К сожалению, обо мне, кажется, говорят, что таких людей я презираю, а ведь истинно хороший тон не допускает открытого выражения неприязни. Часто бывает, что мои отрицательные вибрации доходят до собравшихся, это становится заметно, и мне остается только уйти. Я могу и попросту заупрямиться. Пусть я потом попрошу прощения, но мне становится так нестерпимо стыдно, что я не решаюсь больше иметь дела с этими людьми. Со своим стыдом я ухожу прочь, стараюсь спрятаться.

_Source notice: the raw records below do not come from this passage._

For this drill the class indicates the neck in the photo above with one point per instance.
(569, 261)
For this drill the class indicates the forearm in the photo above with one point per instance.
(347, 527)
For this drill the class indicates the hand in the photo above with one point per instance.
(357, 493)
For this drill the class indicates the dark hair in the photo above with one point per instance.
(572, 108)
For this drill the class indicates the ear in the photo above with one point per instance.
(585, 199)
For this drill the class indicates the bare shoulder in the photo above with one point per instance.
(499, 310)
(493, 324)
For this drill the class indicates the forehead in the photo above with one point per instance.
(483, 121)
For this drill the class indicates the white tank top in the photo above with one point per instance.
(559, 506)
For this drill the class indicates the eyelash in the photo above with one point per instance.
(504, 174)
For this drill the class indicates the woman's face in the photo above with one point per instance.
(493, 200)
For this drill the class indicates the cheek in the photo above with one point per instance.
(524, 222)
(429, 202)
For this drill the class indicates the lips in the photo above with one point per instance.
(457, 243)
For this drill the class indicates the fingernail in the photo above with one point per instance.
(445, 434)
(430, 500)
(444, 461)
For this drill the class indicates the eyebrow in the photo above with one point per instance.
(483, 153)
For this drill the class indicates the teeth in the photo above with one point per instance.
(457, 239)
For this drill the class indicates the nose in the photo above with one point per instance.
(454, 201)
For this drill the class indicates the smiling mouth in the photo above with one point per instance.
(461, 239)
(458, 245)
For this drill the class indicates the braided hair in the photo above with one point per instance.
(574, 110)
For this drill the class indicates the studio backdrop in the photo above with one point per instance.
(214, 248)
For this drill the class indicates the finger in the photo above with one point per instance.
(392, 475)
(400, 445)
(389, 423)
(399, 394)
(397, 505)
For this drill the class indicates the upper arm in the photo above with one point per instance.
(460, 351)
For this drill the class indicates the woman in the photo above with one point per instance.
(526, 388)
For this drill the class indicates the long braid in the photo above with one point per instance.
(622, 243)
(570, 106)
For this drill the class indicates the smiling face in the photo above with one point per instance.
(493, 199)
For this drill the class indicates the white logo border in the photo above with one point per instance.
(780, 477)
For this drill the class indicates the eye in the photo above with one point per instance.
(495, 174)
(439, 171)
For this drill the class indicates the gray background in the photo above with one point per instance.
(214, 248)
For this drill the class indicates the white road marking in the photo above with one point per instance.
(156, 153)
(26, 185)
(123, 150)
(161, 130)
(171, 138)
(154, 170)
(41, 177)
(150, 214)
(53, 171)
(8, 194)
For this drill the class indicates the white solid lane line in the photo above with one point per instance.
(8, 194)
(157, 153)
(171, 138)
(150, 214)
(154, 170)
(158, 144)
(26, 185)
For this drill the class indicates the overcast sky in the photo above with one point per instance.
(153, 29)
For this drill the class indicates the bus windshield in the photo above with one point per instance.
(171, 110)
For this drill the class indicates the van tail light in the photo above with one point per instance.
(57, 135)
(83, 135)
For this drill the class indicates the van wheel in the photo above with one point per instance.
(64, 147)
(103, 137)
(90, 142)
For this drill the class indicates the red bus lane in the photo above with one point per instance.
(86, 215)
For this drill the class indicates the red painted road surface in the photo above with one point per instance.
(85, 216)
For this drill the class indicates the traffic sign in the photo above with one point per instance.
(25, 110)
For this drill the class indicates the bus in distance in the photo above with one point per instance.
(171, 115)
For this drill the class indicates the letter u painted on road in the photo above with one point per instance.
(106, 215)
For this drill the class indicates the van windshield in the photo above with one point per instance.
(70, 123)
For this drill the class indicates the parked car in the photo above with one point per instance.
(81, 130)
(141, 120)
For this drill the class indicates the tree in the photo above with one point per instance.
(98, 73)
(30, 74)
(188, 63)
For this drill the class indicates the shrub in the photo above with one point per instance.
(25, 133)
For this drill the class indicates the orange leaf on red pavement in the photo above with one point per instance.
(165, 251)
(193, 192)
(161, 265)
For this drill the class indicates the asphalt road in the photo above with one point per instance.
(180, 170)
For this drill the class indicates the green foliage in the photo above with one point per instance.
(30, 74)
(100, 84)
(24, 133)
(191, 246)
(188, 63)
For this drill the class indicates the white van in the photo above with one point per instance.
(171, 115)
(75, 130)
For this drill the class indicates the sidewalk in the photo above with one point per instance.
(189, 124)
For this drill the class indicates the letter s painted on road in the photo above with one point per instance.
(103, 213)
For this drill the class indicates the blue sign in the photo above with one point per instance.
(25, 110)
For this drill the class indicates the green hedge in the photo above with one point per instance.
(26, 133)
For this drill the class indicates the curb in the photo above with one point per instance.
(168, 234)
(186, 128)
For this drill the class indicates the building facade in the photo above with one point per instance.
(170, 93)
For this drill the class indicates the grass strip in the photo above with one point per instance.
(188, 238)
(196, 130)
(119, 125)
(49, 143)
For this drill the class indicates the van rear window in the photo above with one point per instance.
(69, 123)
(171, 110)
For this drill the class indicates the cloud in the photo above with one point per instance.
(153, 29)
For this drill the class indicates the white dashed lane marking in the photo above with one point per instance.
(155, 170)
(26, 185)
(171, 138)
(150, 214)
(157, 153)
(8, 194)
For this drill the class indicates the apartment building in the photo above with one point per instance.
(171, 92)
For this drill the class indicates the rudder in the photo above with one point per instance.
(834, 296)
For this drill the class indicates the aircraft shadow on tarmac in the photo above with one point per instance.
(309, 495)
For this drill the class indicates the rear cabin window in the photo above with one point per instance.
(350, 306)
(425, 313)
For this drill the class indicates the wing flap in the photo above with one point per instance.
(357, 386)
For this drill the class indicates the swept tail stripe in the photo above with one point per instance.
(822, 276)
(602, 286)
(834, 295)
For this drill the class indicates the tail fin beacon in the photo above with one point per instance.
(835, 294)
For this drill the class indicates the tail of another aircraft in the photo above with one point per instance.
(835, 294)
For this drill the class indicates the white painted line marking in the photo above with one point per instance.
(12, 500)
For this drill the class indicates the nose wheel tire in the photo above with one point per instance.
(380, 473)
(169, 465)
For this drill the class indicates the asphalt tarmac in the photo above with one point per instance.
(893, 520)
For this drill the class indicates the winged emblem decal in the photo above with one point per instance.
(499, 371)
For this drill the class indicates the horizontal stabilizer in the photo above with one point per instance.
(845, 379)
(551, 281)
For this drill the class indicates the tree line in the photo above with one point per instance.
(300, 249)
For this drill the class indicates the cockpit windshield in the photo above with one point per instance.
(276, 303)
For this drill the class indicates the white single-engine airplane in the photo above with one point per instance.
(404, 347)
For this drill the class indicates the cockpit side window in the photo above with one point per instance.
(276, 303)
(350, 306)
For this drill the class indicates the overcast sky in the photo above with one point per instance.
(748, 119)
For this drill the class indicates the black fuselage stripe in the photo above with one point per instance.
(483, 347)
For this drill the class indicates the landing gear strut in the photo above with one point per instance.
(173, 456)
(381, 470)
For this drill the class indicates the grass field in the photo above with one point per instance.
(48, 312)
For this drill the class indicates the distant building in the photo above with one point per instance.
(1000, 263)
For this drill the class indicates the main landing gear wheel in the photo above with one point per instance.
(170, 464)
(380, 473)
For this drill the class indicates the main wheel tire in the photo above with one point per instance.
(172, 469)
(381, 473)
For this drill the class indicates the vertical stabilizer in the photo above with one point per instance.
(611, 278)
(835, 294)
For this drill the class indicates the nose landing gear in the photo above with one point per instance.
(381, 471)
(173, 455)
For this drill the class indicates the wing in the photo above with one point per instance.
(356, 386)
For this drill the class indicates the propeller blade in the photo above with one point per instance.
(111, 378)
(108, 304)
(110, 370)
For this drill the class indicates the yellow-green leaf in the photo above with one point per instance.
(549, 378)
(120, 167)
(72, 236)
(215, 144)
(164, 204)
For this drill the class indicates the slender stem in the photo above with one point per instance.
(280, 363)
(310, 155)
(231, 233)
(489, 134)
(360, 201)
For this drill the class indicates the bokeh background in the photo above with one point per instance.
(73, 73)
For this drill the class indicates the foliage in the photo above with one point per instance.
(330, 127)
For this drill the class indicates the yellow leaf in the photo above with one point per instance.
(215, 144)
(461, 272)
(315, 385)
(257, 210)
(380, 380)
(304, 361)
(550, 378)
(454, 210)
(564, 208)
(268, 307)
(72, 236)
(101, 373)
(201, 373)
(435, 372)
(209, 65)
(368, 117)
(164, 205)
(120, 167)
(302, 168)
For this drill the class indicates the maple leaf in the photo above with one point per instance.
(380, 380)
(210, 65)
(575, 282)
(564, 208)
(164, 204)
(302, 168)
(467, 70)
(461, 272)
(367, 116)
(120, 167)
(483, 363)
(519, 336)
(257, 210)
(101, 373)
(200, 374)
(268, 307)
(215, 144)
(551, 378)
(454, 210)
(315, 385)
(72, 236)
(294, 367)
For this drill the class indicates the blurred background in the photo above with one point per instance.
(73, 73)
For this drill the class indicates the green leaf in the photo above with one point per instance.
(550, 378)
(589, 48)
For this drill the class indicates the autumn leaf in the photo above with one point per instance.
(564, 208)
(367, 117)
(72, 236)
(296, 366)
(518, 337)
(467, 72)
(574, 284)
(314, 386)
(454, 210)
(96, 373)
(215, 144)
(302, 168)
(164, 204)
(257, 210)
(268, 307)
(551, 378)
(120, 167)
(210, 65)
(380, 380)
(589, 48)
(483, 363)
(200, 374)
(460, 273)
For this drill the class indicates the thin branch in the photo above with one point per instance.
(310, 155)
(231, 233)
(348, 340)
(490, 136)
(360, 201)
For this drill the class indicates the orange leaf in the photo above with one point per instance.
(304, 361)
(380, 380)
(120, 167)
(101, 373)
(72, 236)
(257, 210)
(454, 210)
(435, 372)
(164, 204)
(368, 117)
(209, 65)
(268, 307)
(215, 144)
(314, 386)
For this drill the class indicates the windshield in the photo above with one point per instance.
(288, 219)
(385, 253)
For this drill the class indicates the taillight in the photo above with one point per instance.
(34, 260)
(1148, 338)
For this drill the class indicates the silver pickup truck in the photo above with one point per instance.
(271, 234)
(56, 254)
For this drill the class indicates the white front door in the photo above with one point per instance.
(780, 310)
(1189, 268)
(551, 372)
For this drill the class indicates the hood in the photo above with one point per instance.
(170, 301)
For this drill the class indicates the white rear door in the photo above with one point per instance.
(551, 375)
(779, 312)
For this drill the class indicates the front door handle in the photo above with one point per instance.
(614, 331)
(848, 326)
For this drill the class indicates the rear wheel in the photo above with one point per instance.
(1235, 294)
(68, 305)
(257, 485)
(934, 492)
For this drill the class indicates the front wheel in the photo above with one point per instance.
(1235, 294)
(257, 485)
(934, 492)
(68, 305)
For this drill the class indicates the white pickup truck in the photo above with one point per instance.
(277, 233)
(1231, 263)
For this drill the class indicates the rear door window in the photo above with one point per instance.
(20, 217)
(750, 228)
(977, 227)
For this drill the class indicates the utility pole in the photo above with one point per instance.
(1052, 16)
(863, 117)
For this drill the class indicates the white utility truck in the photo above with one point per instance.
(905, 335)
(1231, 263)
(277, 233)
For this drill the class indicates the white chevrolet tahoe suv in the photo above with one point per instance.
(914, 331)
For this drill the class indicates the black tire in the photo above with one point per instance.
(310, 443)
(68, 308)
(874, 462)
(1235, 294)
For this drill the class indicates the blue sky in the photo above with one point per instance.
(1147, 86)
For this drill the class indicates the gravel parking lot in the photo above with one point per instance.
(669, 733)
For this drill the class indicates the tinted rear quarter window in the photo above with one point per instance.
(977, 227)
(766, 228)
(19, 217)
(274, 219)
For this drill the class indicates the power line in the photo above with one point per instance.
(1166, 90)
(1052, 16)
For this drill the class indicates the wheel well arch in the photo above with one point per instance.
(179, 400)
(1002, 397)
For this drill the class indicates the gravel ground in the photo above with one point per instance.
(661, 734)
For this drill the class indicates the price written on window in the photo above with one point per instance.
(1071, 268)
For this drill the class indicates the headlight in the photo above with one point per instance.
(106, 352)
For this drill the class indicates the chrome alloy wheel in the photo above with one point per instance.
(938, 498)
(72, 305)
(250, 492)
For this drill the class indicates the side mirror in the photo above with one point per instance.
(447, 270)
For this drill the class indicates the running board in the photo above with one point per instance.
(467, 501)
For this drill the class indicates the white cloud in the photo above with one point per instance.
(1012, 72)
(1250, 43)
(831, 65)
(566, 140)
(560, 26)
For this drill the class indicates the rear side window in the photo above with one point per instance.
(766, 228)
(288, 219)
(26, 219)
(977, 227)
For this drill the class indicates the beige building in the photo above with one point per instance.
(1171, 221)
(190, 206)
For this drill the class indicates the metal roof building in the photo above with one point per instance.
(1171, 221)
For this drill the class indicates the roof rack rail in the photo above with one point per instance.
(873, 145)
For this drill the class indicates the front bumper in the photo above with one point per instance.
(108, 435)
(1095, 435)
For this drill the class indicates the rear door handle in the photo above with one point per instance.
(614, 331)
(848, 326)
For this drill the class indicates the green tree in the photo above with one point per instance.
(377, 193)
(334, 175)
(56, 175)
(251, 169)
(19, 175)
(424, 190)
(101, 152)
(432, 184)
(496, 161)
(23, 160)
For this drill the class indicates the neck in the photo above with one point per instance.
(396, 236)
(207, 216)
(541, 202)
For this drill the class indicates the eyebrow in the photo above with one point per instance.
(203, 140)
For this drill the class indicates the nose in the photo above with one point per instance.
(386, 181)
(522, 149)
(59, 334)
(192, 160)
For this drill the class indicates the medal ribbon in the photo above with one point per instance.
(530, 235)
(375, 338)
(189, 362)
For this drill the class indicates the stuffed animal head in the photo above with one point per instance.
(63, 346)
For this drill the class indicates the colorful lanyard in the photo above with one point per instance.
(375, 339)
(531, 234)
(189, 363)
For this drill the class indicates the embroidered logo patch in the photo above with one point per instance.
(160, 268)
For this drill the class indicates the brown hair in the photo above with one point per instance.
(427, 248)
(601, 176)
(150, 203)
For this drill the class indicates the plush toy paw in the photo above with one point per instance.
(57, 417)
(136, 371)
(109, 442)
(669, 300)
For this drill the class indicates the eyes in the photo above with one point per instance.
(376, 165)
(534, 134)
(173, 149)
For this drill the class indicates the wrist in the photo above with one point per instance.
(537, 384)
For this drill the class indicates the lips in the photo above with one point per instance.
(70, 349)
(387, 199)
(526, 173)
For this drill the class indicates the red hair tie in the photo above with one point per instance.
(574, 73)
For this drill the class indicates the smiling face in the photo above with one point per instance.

Расскажу один эпизод, чтобы пояснить вышесказанное. В Мюнхене много лет тому назад я познакомился с одним очень приятным человеком: он был зубной врач и одновременно неплохой музыкант-любитель. Он входил в кружок камерной музыки, где давали настоящие концерты, приглашали певцов, ансамбли. Я, случалось, немного пел там. У него была милая жена и изящная маленькая дочка. Девочка занималась у моей преподавательницы пения Паолы Новиковой, позже она вышла замуж за музыканта Мюнхенского симфонического оркестра. Я часто гостил в этой семье, и они проявляли по отношению ко мне максимальную доброжелательность. И вдруг глава семьи умер. Меня не было в Мюнхене, когда это горе обрушилось на них, но я получил известие о смерти. А дальше произошло нечто кошмарное. Я не отреагировал на уведомление о смерти этого удивительного человека, не послал ни строки сочувствия, ни цветка. Я понимаю, что вдова тяжело это перенесла, очень во мне разочаровалась. Встретив ее через довольно долгий период времени, я выразил соболезнование, но увидел, что она чувствовала себя обманувшейся во мне как в друге и человеке.
Я бы легко мог извиниться и сказать, что как раз тогда у меня было слишком много дел, но такое объяснение не имело бы смысла. Никто не имеет права вести настолько эгоцентричную жизнь, чтобы не иметь минуты сесть и написать сочувственное письмо семье умершего друга.
Этот грех, упущение это я себе не прощу никогда. В последующем я не мог объяснить свое поведение в отношении жены и дочери того человека. Просто не знал, что сказать. Вместо этого уклонился от любых слов.
Зато недостаточное знание людей никогда не срабатывало в пользу тех, кто хотел меня использовать. На помощь приходил инстинкт самосохранения и интуиция. Конечно, я чувствовал, что многие спекулируют на моей славе, когда приглашают меня в гости, это мелко, но по-человечески объяснимо. Поэтому я так неохотно принимаю приглашения от людей, которые приходят на концерт и с ходу зовут к себе в гости. Я знаю, что ничего, кроме неудовольствия и раздражения, не испытаю. Но, разумеется, я могу и превратно судить о людях такого рода.